The *SafeGraphR* package is now fully functional and has enterered beta

Exciting news for a Friday afternoon: the SafeGraphR package is now fully functional and has entered beta! The package is designed to make it easy to download, read in, and process SafeGraph patterns and stay-at-home data.

Features:

  1. Read and compile files (from AWS or from the shop) into R, including the ability to expand JSON columns and aggregate to different levels while minimizing memory footprint (plus, do multiple aggregations/expansions in a single file-read to save time)
  2. Produce a POI-NAICS link file
  3. Perform normalization: to sample size, to adjust for sampling rate differences, hierarchical Bayes shrinkage, seven-day moving averages, and scaling relative to a date or relative to previous year
  4. Helper functions and data sets make it easy to pull state and county FIPS codes from census block group codes, to link those FIPS codes to the actual names of the places, and also to put names on the NAICS codes.
  5. You can find installation information as well as two informative vignettes that walk you through working with patterns and stay-at-home data, respectively, at the package’s website here: Package for Processing and Analyzing SafeGraph Data • SafeGraphR

Let me know any issues you have.

Really nice work! Are the json expansion utilities able to handle the variable size fields now? Thanks

That is unfortunately not there yet. But it’s on my list for an update

10-4. What is your strategy? I’ve been lapplying over rows… inefficient, but feasible for subsets. I’d like to contribute if you find it useful.
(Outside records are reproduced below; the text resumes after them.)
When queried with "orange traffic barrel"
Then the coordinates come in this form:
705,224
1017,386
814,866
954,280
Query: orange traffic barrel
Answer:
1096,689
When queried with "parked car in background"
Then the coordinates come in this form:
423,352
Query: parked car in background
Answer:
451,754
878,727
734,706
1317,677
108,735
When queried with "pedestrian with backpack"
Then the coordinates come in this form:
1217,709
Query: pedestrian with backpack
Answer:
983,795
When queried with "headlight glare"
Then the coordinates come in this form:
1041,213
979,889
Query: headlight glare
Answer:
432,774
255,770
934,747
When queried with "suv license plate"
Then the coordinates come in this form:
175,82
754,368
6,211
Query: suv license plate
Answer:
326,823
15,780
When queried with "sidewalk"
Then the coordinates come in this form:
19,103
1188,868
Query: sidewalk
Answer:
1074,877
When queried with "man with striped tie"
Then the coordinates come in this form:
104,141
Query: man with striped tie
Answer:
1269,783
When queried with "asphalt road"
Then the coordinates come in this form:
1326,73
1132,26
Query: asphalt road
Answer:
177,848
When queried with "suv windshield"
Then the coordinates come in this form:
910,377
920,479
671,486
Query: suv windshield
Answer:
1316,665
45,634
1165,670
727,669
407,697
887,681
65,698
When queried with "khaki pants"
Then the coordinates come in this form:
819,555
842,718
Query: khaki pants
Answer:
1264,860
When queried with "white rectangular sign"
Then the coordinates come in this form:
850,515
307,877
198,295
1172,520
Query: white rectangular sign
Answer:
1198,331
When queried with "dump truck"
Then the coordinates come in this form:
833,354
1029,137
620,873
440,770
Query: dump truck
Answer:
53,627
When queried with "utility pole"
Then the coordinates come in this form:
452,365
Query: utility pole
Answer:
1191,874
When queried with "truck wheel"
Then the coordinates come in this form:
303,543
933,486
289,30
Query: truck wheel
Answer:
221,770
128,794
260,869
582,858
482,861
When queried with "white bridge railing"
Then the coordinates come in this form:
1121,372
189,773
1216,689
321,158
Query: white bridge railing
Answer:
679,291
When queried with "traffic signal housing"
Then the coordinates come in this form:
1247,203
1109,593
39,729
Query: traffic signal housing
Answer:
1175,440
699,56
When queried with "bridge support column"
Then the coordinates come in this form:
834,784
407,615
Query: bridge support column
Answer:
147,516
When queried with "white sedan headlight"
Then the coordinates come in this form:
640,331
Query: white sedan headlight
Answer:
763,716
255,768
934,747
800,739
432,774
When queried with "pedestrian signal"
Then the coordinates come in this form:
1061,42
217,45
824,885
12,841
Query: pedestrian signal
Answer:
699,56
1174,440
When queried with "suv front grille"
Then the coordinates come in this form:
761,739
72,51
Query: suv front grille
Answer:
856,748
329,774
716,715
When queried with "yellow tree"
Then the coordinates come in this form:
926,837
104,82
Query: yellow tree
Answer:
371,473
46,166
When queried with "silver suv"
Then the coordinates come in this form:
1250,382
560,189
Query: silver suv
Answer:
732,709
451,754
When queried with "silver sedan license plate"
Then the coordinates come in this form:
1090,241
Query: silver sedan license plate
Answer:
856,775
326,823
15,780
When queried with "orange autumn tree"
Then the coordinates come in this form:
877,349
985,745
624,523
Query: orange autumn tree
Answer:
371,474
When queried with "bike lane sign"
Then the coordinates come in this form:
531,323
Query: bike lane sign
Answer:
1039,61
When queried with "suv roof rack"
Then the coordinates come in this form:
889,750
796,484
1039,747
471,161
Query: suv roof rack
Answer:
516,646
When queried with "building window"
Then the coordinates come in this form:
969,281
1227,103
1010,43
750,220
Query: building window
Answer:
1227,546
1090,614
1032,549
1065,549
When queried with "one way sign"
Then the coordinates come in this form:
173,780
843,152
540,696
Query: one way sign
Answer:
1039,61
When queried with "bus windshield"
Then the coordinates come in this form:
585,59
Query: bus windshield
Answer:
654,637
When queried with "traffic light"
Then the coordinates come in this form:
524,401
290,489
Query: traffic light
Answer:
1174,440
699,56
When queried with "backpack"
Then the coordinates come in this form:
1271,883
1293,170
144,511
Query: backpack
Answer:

I might try to make the expansion produce something in mergeable format and then let merge do the work.

K. I’ll let you know if I write anything useful. Thanks again. Also, your affiliation is changing soon, right? Congrats

THat’s right, I’ll be at Seattle University. Thanks!

@Jude_Bayham_Colorado_State_U Check the most recent SafeGraphR update, it can now handle unequal categories across rows. I haven’t checked how slow it gets on the big data (unfortunately it does have to epxand the data all the way before collapsing, rather than piece-by-piece as before) but it routes everything through data.table so should at least be faster than lapplying

Great! @Nick_H-K_Seattle_University, I’ll let you know if I have any issues/comments. I’m sure it will benchmark better than my solution. Thanks!